Today, it's possible (though unlikely) that goroutines may allocate beyond the hard heap goal.

Consider the following scenario:

1. A goroutine (G1) spins, making many large allocations in a loop.
2. The heap is small, or there isn't actually much mark work, so the mark phase is paced to start fairly late (let's say at 95 MiB for a 100 MiB heap goal).
3. G1 is forced to assist the GC, and in doing so accumulates a lot of credit relative to the heap size (let's say 30 MiB for a 100 MiB heap goal because it over-assists -- not unheard of).
4. Through background work and assists, nearly all the work in the GC is done, right on schedule.
5. Background GC goroutines try to terminate the mark phase, but something prevents them from doing so (e.g. runtime: ReadMemStats called in a loop may prevent GC #40459, or more work is found) many times (perhaps we get unlucky).
6. G1, having accumulated a bunch of credit, continues allocating in parallel during this period, unimpeded.
7. Very little time passes, but G1 successfully uses 16 MiB of its credit to generate 16 MiB of allocations, leading to a heap of 111 MiB before sweep.

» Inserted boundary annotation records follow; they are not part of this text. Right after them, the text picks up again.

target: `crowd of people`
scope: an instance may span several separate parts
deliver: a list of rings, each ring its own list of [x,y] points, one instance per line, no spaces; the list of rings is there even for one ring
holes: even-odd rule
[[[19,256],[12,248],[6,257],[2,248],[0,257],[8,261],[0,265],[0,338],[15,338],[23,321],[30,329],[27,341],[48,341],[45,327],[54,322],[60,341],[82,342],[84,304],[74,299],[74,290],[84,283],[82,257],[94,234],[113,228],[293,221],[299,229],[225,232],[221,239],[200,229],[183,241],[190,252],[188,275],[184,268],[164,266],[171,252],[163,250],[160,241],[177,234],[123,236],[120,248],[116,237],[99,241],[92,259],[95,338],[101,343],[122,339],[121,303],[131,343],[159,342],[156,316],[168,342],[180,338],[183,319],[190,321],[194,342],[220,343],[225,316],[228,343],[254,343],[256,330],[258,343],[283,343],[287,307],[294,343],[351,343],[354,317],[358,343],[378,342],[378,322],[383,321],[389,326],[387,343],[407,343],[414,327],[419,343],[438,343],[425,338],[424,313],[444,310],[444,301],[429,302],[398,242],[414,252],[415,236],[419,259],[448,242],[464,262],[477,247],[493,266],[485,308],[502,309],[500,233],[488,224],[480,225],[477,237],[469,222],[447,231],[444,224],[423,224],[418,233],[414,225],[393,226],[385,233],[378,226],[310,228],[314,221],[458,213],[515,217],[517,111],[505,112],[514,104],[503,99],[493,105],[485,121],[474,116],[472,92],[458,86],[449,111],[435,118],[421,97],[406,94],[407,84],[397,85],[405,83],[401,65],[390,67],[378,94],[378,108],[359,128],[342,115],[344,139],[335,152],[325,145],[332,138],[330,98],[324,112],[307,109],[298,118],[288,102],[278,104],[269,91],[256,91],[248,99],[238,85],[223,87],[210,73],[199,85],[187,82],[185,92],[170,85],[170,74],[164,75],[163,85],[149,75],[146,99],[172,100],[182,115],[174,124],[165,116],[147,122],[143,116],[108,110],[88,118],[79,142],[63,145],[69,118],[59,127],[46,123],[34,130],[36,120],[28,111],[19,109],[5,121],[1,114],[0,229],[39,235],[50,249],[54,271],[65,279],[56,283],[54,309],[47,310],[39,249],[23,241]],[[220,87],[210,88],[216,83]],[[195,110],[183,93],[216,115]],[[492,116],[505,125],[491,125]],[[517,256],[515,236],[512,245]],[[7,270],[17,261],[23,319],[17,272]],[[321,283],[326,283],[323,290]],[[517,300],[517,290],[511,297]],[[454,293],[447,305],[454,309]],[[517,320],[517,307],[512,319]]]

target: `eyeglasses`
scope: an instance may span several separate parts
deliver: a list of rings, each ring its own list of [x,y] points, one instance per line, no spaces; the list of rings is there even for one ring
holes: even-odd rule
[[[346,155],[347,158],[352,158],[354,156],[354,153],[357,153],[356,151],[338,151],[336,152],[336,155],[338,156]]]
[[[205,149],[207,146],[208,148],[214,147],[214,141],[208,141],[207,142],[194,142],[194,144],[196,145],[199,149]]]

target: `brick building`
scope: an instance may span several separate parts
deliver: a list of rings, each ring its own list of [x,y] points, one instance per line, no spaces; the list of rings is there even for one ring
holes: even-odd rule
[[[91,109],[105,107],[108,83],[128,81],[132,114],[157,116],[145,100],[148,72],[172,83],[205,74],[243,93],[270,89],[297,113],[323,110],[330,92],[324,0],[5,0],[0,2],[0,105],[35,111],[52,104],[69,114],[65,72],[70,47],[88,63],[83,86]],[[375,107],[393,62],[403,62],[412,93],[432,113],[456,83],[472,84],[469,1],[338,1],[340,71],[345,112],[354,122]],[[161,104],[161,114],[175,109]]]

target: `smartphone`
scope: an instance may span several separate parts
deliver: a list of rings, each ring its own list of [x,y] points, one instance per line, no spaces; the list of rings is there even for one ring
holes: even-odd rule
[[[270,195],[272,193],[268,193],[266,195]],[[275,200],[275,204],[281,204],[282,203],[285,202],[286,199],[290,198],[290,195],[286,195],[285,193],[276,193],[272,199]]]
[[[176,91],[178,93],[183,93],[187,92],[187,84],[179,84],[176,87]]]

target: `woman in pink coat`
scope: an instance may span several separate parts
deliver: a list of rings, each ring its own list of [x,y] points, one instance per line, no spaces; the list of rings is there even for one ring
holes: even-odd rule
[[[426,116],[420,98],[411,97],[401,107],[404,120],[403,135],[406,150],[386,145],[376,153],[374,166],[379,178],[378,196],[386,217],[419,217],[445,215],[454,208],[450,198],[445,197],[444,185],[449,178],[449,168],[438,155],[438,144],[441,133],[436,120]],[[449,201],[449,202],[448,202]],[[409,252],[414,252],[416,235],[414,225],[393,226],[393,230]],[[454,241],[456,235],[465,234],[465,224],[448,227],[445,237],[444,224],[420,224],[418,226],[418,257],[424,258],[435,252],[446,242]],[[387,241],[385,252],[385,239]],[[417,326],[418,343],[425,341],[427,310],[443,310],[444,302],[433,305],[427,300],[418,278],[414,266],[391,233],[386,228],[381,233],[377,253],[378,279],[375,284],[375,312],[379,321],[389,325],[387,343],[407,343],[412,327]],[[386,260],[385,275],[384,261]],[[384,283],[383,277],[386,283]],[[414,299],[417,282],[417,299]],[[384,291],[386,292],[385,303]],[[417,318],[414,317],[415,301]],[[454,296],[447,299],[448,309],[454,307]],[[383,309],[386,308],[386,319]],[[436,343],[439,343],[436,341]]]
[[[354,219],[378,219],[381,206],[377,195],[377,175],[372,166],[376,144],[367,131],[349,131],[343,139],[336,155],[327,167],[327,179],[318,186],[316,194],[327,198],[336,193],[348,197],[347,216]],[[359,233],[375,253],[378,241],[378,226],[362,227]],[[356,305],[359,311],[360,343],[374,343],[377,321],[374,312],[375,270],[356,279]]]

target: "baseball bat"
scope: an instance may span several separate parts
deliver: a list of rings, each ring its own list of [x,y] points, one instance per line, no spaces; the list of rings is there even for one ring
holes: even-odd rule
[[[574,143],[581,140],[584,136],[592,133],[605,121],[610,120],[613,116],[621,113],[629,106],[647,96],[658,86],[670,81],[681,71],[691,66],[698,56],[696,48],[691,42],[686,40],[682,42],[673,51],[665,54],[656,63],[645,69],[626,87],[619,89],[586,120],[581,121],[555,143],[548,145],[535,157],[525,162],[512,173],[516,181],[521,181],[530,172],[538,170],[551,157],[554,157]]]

We've now exceeded the hard heap goal, which is currently 1.1 * the heap goal (so 110 MiB in this example).

The fundamental problem here is that there is nothing to push back on G1 while the GC is nearly done, or after we've exceeded the soft goal. The assist credit system is the sole mechanism through which a goroutine may be blocked and forced to assist. If it still has credit, it won't even bother. This credit mechanism is not necessarily wrong, since it's what allows us to keep the assist cost down by amortizing it, but once we're in this regime where the most important thing is to finish the GC or we're in danger of exceeding the hard goal, it stands to reason that the goroutine should not be allowed to allocate. Doing so directly may have significant negative consequences, so a real solution here needs more thought.

With larger heaps this is even less likely to happen (because allocating fast enough is hard to do), but still possible.